I am not advocating a do nothing approach. A forgiving attitude does not allow the behavior to continue. It shifts your perspective so you make conscious choices about how to prevent future incidences. Instead of looking to blame and punish, a forgiving heart seeks to find and resolve the cause of such acts.

Hurt people, hurt people.

Peaceful people do not do violent acts.

Words of hatred and anger are violent forms of communication that alienate rather than bring people together to explore and resolve underlying causes. To authentically approach uncovering and resolving the cause of violence, calls you to speak and take action non-violently about these issues.

When you stop labeling events and people as good, bad, right and wrong etc. you are left with discussing the facts. “It’s raining. How shall we spend the day?” “There were bombs set off at the finish line and many people were maimed, injured or killed. How can we help? How can we prevent this from happening? How can we be more aware of what is happening around us so we better protect each other?”

People who judge and blame are acting out in grief, fear and a feeling of powerlessness.

Blaming, punishing and judging is how we avoid feeling these feelings. We try to make them go away by talking violently about the perpetrators of violent actions, even when we don’t yet know who they are. Yet, in doing so we stir the fear and play into the fight, flight, freeze reactions that let others control and make decisions for us.

In the words of Viktor Frankl, “Everything can be taken from a man or a woman but one thing: the last of human freedoms to choose one’s attitude in any given set of circumstances, to choose one’s own way.”

How do you cultivate and teach peace…

a. with your children?
b. with the co-worker that is negative?
c. with the neighbor who plays their music to loud?

If we cannot be peaceful in word and action with those close to home, how will we ever affect a change in violence on our planet?

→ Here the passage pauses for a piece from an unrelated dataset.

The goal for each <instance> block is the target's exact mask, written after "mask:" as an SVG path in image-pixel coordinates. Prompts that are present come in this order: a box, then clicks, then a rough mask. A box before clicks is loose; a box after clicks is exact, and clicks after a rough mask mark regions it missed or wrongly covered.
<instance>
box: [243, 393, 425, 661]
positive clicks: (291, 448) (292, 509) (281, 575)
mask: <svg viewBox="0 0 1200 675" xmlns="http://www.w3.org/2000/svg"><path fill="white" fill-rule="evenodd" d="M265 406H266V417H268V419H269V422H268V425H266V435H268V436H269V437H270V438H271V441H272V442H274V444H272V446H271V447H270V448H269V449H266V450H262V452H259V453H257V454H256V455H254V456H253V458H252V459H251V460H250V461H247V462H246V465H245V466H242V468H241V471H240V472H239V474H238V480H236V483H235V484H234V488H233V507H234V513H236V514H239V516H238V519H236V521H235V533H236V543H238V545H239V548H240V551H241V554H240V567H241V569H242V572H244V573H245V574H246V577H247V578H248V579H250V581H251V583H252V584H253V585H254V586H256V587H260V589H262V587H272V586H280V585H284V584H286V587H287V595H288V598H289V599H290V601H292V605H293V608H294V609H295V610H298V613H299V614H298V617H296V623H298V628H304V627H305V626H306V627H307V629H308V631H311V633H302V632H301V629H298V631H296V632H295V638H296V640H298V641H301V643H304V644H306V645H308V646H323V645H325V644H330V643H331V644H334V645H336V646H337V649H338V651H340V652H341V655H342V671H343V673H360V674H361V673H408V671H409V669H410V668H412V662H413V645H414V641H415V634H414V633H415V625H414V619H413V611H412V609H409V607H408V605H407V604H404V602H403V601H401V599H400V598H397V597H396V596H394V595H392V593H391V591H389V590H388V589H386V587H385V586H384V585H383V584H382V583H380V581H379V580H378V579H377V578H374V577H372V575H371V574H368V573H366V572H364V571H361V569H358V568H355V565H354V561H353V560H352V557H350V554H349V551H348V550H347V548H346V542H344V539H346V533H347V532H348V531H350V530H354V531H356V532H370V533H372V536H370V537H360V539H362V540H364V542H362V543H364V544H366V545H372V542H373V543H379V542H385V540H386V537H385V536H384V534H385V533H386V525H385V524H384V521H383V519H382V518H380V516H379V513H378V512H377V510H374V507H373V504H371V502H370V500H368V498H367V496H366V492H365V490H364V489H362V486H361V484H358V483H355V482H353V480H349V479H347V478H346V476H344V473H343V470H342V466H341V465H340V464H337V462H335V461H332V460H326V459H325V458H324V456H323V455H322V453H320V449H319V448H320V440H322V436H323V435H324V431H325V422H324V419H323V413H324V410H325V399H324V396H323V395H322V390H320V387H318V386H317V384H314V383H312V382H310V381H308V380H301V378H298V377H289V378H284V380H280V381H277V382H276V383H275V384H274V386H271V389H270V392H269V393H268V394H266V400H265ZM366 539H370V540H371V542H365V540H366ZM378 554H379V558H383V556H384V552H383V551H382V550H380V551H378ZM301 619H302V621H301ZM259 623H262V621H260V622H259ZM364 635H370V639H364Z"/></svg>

To bring peace to others, we get to become aware of our own violent thoughts, feelings and actions, no matter how minor. We get to take our Power by acknowledging awareness and using it to cultivate peace and forgiveness within our own heart toward those who have shaped our lives and those who mirror our inner unresolved violence.

I recommend James O’Dea’s book, “Cultivating Peace: Becoming a 21st Century Peace Ambassador.” He does a heartfelt, compassionate and humbling job of calling us all to cultivate inner peace and be peaceful as we engage the issues we face today.

I also recommend Marshall Rosenberg’s book, “Non-violent Communication” for tips on how to create peaceful solution-focused dialogues about violent events.